Icewater is a project dedicated toward building a non-pegged stablecoin, called H2O. Why do we need something like that?
In a word, decentralization.
TLDR: Icewater is the only truly decentralized stablecoin.
Before I explain anymore, I want to point out a few questions this article is not meant to address:
- why do we need crypto?
- why do we need decentralized finance?
- why do we need a stablecoin?
- is the US Federal Reserve going to cause massive inflation of the dollar?
So let’s get started with…
Pegging to the US Dollar is not Decentralized
Most stablecoins define stability based off some fiat currency, usually the US dollar. Examples of this kind of stablecoin include DAI, USDT, UST, USDC…pretty much all of the most common coins.
These stablecoins are not bad. We just need to realize that their value (all of them) is ultimately controlled by a single centralized institution: the United States Federal Reserve. If the Fed decides to inflate the dollar, all of these coins will go with it.
You may or may not trust the Fed to prevent inflation. as I pointed out above, I’m not going to argue about that here. I just want to point out that regardless of whether you trust the Fed, you should concede that it is not a decentralized institution. Therefore, if you care about decentralization, you should be looking for alternatives.
Other Ways to Achieve Stability
So if you want to define stability based on something other than the dollar, there are basically two ways to do it: you can rely on experts, or you can rely on markets.
Inflation is a very leaky concept because what does it even mean for the value of a currency to remain stable when the values and prices of everything else are changing.
Well, the experts at the United States Bureau of Labor Statistics have some very sophisticated models for figuring it out. But guess what? The BLS and their products, like the consumer price index (CPI) are also centralized!
In fact, I would argue that they only way to achieve a decentralized stable is to establish some kind of market mechanism for determining stability.
Market Mechanisms for Defining Stability
OK, so if you need a stablecoin, and you want it to be decentralized, you need a market (preferably an automated market) for defining stability.
In a somewhat famous post about stablecoins, Vitalik divided market mechanisms into two categories: exogenous and endogenous. An exogenous stability measurement defines stability based on something outside the system (say, the price of a loaf of bread) and endogenous systems define stability based on something internal to the system.
Vitalik pointed out a few problems with a particularly interesting system for measuring an exogenous price, called shellingcoin.

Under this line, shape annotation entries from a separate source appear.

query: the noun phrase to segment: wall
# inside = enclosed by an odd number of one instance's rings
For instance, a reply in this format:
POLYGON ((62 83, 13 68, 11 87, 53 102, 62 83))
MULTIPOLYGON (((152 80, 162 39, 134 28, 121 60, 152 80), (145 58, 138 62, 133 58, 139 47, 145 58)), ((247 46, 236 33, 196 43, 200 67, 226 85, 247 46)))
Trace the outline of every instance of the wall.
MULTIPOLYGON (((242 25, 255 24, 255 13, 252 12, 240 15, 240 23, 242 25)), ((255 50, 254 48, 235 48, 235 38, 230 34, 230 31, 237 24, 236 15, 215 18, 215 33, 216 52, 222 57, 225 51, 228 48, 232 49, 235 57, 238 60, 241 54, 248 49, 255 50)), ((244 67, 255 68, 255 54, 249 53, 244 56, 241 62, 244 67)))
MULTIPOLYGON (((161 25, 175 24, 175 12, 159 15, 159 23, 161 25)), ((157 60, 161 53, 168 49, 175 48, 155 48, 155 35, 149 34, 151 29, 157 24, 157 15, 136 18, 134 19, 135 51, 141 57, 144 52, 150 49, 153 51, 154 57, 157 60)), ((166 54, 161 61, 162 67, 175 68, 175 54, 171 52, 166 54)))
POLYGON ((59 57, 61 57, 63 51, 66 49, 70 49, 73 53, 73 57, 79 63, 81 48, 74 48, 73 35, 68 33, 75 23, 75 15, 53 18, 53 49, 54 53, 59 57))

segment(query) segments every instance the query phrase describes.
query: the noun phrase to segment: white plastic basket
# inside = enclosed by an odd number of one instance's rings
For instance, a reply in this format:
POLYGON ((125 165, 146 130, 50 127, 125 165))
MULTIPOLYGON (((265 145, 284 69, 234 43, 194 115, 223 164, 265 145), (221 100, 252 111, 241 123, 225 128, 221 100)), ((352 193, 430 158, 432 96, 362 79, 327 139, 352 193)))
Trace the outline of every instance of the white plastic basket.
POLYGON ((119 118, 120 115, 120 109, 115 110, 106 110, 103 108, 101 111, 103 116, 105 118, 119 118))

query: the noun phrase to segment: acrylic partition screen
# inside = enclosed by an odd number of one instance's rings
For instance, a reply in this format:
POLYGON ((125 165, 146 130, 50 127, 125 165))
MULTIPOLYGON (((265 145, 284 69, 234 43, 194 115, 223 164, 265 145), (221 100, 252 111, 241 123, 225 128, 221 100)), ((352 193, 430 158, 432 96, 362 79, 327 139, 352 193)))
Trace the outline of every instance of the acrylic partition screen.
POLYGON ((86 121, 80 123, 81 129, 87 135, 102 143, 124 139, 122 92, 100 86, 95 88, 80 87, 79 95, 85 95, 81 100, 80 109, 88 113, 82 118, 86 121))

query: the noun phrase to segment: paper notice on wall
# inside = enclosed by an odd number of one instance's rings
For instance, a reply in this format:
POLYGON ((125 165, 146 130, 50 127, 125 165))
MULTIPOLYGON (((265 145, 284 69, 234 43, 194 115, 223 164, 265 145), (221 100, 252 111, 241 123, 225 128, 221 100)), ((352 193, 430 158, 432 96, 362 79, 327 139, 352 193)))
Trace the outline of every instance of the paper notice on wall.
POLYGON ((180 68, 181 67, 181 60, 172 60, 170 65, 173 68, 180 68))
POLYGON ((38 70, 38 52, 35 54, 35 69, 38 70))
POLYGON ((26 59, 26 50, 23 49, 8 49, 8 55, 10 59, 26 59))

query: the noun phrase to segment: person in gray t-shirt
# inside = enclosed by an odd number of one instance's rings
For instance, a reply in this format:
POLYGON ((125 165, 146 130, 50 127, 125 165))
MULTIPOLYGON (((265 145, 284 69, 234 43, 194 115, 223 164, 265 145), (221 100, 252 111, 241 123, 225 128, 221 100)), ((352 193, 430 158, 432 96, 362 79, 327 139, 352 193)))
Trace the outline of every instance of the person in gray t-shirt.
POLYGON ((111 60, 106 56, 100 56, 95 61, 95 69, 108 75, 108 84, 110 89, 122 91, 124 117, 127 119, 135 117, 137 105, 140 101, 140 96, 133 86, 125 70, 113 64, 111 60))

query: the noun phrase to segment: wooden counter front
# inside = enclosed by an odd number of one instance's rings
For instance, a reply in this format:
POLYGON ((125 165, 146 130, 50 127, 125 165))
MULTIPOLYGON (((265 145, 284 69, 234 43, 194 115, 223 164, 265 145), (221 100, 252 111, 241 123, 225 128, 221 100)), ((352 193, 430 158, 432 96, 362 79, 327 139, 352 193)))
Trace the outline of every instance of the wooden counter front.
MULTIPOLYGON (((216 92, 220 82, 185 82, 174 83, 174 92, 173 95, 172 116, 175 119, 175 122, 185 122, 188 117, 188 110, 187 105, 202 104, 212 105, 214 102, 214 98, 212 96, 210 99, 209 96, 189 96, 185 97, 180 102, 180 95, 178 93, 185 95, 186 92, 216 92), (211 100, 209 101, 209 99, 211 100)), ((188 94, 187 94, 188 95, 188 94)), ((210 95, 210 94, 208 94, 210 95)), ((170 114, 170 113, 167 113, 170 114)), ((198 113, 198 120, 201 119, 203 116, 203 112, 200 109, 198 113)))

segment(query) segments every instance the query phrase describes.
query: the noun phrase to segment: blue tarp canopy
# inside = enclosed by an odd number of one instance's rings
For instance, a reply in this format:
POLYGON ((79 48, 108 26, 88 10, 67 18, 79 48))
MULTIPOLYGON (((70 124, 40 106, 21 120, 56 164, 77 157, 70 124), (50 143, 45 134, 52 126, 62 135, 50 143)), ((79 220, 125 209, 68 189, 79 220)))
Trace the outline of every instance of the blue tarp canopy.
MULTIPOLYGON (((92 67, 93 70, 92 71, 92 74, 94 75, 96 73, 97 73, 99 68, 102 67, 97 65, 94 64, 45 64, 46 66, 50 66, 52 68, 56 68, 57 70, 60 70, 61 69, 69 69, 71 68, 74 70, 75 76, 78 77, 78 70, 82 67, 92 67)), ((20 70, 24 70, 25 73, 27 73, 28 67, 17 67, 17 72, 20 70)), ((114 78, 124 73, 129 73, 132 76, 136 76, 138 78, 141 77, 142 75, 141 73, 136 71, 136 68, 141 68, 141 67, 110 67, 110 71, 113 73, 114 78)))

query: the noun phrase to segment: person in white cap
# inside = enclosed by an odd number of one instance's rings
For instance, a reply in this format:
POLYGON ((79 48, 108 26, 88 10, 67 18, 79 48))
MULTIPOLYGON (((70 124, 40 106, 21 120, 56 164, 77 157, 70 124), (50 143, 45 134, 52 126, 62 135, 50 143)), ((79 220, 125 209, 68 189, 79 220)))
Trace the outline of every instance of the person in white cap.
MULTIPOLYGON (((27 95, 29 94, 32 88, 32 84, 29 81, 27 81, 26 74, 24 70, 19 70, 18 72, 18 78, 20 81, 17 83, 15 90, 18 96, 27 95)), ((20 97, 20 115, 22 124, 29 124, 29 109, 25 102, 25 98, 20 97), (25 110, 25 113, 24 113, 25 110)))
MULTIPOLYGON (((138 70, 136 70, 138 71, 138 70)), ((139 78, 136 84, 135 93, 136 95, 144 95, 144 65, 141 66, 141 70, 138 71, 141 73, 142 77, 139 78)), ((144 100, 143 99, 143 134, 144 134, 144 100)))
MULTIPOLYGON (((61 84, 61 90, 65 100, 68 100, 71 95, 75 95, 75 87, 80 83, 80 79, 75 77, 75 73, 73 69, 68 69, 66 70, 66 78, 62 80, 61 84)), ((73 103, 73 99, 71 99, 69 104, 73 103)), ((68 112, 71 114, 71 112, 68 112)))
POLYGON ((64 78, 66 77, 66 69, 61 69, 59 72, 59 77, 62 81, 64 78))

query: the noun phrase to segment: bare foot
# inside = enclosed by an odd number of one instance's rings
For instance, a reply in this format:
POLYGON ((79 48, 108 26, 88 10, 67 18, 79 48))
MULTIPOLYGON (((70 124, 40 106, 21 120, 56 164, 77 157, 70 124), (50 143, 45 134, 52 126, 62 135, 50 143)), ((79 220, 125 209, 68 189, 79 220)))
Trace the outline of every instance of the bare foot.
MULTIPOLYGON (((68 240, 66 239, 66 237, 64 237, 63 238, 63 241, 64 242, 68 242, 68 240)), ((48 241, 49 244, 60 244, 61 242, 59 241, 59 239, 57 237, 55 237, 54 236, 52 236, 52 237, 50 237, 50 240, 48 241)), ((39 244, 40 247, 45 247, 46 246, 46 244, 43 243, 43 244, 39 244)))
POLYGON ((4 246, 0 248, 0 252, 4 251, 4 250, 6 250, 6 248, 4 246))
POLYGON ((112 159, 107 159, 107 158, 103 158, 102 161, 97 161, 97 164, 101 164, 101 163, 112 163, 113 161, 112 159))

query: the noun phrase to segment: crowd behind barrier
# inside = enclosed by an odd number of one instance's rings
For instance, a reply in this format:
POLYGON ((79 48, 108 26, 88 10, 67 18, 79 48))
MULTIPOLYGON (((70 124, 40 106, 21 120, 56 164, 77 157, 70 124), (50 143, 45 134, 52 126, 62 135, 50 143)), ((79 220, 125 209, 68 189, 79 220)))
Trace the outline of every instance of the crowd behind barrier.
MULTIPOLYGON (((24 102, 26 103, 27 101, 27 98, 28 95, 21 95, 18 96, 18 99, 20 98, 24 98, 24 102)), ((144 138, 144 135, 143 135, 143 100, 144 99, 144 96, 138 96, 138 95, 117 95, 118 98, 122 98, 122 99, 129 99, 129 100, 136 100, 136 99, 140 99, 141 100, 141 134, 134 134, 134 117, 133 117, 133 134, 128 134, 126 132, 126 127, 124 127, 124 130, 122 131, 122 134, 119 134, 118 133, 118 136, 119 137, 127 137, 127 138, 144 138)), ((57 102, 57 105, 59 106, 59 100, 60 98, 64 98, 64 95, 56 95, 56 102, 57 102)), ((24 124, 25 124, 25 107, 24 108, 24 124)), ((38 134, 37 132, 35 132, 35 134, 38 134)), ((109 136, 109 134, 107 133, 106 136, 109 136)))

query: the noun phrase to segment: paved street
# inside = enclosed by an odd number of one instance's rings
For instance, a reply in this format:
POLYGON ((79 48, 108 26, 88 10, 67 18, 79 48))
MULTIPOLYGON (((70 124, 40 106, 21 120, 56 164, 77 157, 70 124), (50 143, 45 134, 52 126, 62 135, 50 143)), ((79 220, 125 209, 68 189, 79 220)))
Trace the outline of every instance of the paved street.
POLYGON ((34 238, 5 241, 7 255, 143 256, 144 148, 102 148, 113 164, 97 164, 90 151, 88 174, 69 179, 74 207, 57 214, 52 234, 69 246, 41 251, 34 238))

But I would make the more general point that any system that defines stability based on something outside the system is going to rely on some kind of oracle. Basically, an oracle is just some mechanism for finding information about outside variables.
Most people I talk to about decentralized stablecoins have some idea about pegging the price of the coin to some other commodity, like bread, water, electricity, etc. However, all of these solutions are subject to what is called “the oracle problem.” Here is a discussion of the oracle problem from a well known team that makes it their business to solve this problem.
However, relying on an external oracle has two main problems: 1) defining stability is still complicated and messy, and 2) you can’t really ever trust the oracle.
Market Stability without an External Oracle
So now we come to the fundamental challenge of the Icewater project. How do you define the stability of a currency without relying on anything external?
Going back to Vitalik for a moment, he proposed several possibilities for things that can potentially be measured internally: Computation costs, Transaction fees, Data storage costs, Bandwidth costs. All of these basically relate to the cost of running a network. For example, computation costs can be measured by setting some computationally complex problem and then seeing how much you have to pay people to solve it.
All of these costs are bad measures of stability because there is no inherent reason to think that computer technology is going to remain stable.
Luckily, Vitalik missed a really important way to measure stability that has nothing to do with computation costs: a futures market.
The fundamental insight is that true stability does not mean that something has an equal price to some external commodity. It means that the value is stable over time. And what does that mean? We just let the market decide.
In a nutshell, we just offer people some currency in the future and see how much they will pay for it. If people are willing to pay 1 coin now for 1 coin in the future, that means they predict that price of the coin is going to be stable!
By relying on an internally driven market to determine the future price of money, the Icewater protocol is able to define stability in a way that is decentralized and elegant (i.e., it doesn’t rely on a messy oracle to decide what inflation is, and what it even means).
If you believe in a decentralized future for decentralized finance, you should be seeking an alternative to pegged stablecoins. The Icewater project is only protocol to do this without relying on a complicated external oracle.